2022/01/29

イマジネーションの世界

冬至を過ぎたあたりから、止まっていた絵が動きだした。宇宙の根っこがゆっくりと螺旋状に動き出して、その力に背中を押されるような不思議。受動なのに能動で、自分ではどうにもならないことなのに、自由を感じている。


絵を描いていると、視界に映るこの手は誰?と思うことがある。いわゆる離人症なのだけど、現実に希薄感はなく、むしろ未知の力に満たされていて、IDは失っているけど、主体性は今ここにある。このときたぶん、意識は身体を離れて、イマジネーションの世界にいる。

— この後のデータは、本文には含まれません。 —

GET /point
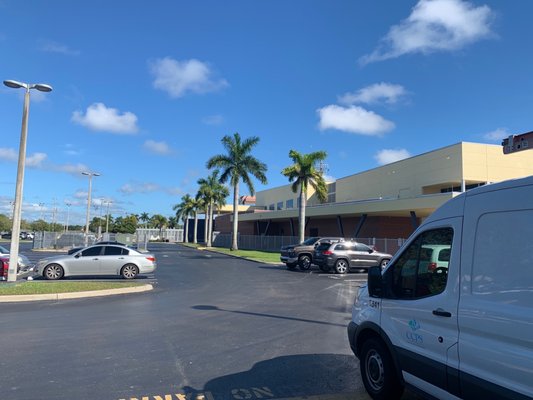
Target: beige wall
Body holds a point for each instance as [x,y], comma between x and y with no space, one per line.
[282,193]
[405,178]
[487,163]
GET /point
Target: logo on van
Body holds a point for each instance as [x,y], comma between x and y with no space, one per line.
[412,336]
[414,325]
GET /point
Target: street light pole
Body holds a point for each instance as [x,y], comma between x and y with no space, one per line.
[90,175]
[17,208]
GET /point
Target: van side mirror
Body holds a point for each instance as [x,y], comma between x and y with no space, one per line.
[375,282]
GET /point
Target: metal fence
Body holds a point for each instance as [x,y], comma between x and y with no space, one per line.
[274,243]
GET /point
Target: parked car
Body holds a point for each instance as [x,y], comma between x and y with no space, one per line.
[348,255]
[76,249]
[461,329]
[24,262]
[101,259]
[302,254]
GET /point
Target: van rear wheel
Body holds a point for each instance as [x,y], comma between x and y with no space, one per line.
[378,373]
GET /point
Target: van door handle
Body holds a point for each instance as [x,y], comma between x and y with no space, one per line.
[441,313]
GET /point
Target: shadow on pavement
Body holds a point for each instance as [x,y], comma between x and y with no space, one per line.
[215,308]
[287,376]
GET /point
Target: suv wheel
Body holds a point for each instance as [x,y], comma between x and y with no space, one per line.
[377,371]
[341,266]
[304,262]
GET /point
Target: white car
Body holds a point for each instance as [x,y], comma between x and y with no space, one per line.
[97,260]
[451,315]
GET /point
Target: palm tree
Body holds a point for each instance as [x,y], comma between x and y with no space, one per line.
[183,210]
[145,218]
[159,222]
[303,173]
[238,164]
[213,193]
[172,222]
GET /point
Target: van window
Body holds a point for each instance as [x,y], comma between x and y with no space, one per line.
[421,270]
[503,257]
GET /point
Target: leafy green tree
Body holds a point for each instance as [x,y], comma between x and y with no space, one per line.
[39,225]
[238,164]
[172,222]
[158,221]
[144,217]
[303,174]
[183,211]
[212,194]
[127,224]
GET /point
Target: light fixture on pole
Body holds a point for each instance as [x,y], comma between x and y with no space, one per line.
[17,207]
[68,214]
[90,175]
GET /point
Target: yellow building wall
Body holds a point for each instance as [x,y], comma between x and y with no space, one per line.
[268,197]
[487,163]
[405,178]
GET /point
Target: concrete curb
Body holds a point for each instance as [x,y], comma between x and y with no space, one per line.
[75,295]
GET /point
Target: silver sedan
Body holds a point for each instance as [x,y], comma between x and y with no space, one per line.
[97,260]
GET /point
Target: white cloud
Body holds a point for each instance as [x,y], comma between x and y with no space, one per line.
[387,156]
[145,187]
[8,154]
[378,92]
[434,25]
[98,117]
[497,135]
[177,78]
[154,147]
[54,47]
[216,119]
[35,160]
[353,119]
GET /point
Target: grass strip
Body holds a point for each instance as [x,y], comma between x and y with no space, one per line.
[21,288]
[256,255]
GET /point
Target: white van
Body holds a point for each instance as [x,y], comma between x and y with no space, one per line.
[465,328]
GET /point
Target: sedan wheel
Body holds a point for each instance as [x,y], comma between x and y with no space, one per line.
[304,262]
[341,266]
[129,271]
[53,272]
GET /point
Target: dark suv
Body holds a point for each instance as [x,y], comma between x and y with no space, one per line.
[348,255]
[302,254]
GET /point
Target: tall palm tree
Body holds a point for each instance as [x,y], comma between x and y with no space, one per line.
[302,174]
[213,193]
[145,217]
[197,203]
[184,210]
[159,221]
[238,164]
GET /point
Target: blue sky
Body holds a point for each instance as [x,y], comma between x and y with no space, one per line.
[144,91]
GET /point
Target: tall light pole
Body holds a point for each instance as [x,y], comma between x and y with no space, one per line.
[17,207]
[90,175]
[68,214]
[107,217]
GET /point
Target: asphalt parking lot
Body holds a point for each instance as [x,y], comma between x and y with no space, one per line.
[214,326]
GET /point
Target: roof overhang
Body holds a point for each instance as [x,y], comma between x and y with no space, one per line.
[423,206]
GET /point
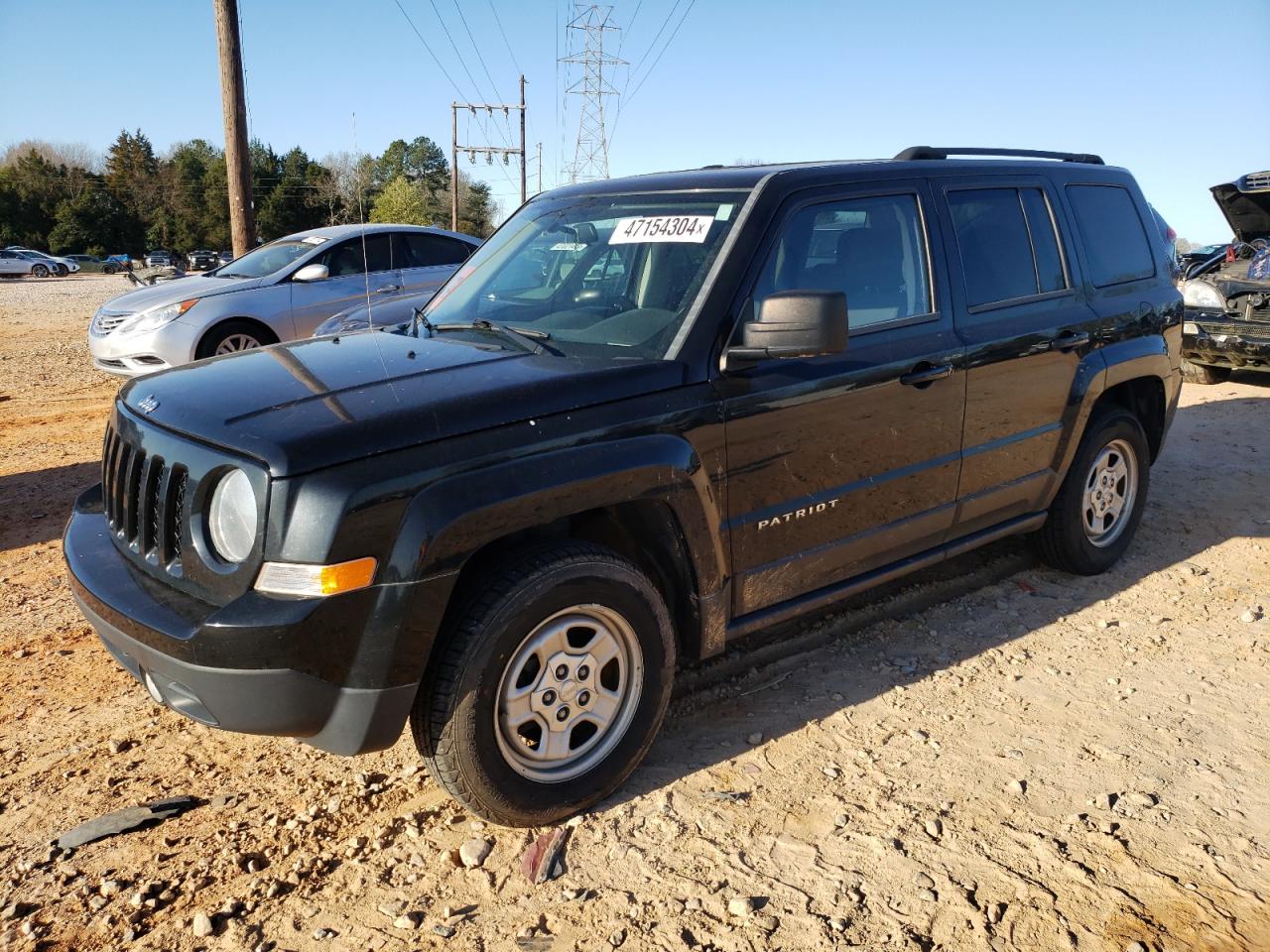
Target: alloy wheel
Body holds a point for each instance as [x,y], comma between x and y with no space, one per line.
[568,693]
[1110,493]
[235,343]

芸術とは、そのイマジネーションの世界からイマージュを預かり、現実に降ろして、二つの世界の均衡を取り、結びつける秘儀。魂が心の底からある目的を実現しようとするとき、その魂を導く霊的な働きがある。「人が本当に何かを望むとき、全宇宙が協力して、夢を実現するのを助けるのだ」。

私たちが日常体験している現実と、その背後に隠されている、眼には見えない高次の世界。この二つの世界の接点に、美がある。ミクロコスモス(小宇宙)である人間と、マクロコスモス(大宇宙)である大自然は、意識の深いところで結びついて、イマジネーションを描いている。